The findings highlight the clear superiority of ensemble learning approaches. XGB consistently outperformed all methods across variables and scenarios, achieving the highest average predictive accuracy with R2 values up to [95 % CI: 0.82–0.88], along with lower Root Mean Square Error (RMSE) and Mean Absolute Error (MAE). RF yielded comparable performance, especially for maximum and minimum temperature (TMAX, TMIN), maintaining strong stability even at 20 % missingness. In contrast, DT performance declined sharply with increased data loss, and OK was constrained by the sparse spatial distribution of meteorological stations, notably impairing its ability to impute precipitation (PRCP) and wind speed (WDSP).

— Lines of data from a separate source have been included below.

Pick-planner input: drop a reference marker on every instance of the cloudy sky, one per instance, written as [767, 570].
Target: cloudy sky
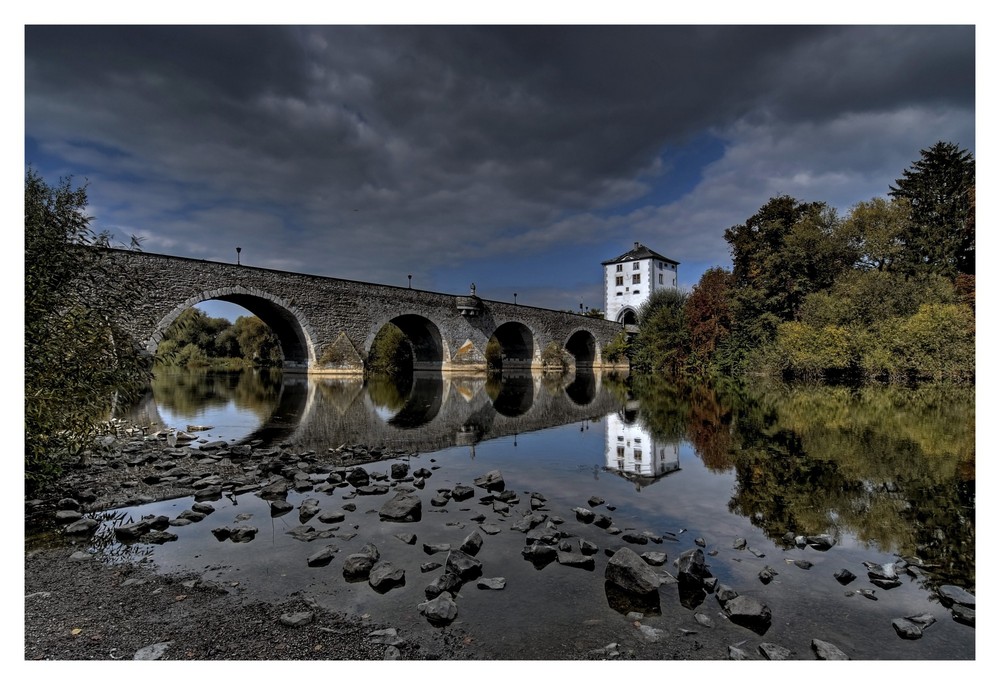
[516, 157]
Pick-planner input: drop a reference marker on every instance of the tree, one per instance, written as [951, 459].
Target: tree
[782, 254]
[707, 313]
[661, 345]
[877, 228]
[257, 341]
[77, 356]
[939, 190]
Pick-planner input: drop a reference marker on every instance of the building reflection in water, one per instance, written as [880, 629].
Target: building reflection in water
[631, 452]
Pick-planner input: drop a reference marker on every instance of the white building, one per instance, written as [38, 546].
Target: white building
[630, 279]
[633, 453]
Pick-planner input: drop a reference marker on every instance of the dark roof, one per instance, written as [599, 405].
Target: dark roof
[639, 251]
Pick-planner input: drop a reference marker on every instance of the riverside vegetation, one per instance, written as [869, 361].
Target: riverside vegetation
[885, 294]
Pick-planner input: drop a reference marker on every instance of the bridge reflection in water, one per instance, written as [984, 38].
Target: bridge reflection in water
[422, 413]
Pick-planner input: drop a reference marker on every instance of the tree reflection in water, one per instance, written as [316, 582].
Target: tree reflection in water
[892, 466]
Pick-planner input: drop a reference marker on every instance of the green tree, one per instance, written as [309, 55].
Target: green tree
[877, 228]
[258, 344]
[939, 190]
[661, 346]
[78, 359]
[707, 314]
[391, 352]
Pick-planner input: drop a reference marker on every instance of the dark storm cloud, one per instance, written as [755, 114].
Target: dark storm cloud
[466, 136]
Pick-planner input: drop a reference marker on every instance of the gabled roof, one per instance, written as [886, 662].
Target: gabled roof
[639, 251]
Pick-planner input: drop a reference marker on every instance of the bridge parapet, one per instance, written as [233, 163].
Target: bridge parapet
[326, 325]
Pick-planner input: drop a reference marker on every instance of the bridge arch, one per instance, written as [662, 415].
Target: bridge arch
[628, 316]
[583, 346]
[517, 345]
[293, 331]
[430, 349]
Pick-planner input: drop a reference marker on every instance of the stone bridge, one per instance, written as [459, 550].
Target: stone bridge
[327, 325]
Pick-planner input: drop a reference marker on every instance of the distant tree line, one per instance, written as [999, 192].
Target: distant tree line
[78, 359]
[196, 340]
[884, 293]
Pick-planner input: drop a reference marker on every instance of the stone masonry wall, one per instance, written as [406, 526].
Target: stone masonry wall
[313, 313]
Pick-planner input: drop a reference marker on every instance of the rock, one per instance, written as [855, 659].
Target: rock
[242, 533]
[628, 571]
[276, 489]
[384, 576]
[820, 542]
[539, 554]
[491, 583]
[152, 652]
[389, 636]
[493, 480]
[460, 493]
[773, 652]
[322, 557]
[280, 507]
[463, 565]
[767, 574]
[650, 634]
[472, 543]
[297, 619]
[358, 566]
[575, 560]
[747, 612]
[952, 594]
[67, 516]
[157, 537]
[964, 614]
[131, 531]
[602, 521]
[737, 654]
[358, 477]
[307, 509]
[844, 577]
[404, 507]
[332, 516]
[704, 620]
[446, 582]
[691, 567]
[439, 610]
[826, 651]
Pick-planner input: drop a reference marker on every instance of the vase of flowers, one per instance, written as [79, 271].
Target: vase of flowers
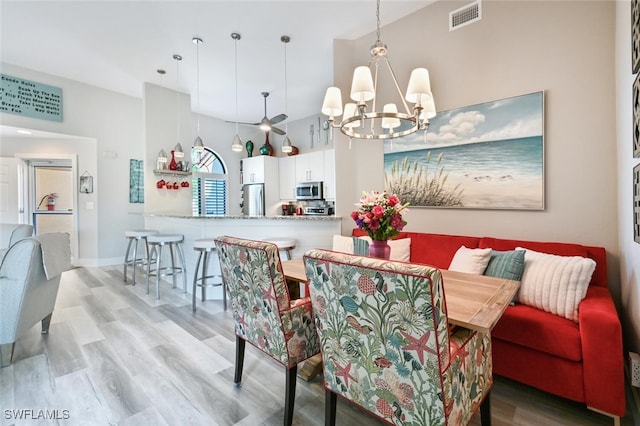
[380, 216]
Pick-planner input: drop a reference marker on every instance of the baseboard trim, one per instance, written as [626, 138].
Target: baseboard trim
[633, 398]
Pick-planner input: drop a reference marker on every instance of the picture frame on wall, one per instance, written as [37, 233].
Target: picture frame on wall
[635, 36]
[636, 117]
[636, 203]
[482, 156]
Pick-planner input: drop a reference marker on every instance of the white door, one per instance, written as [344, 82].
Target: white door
[10, 209]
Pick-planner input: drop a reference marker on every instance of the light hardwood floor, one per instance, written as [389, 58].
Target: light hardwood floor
[115, 355]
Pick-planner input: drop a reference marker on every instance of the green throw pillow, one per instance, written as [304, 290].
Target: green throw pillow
[506, 264]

This work contributes a multivariable imputation framework specifically adapted to West African climatic and infrastructural realities. It also integrates block bootstrap methods to quantify uncertainty and derive 95 % confidence intervals for all error metrics. Results confirm that imputation effectiveness is highly variable-dependent: continuous and temporally autocorrelated variables (TMAX, TMIN, dew point temperature — DEWP) are well reconstructed, whereas discontinuous or noisy variables (WDSP and PRCP) remain challenging.
Although ensemble models offer clear advantages, their computational demands and need for hyperparameter tuning may limit real-time implementation in low-resource national meteorological services. Furthermore, the exclusion of satellite or reanalysis inputs may constrain model generalizability.
Ultimately, this study reinforces the role of advanced machine learning methods in improving climate data completeness and reliability in Africa. Although not a substitute for direct observations, imputation emerges as a critical complementary tool to support robust and resilient climate information systems essential for agriculture, public health, and disaster risk management under intensifying climate variability.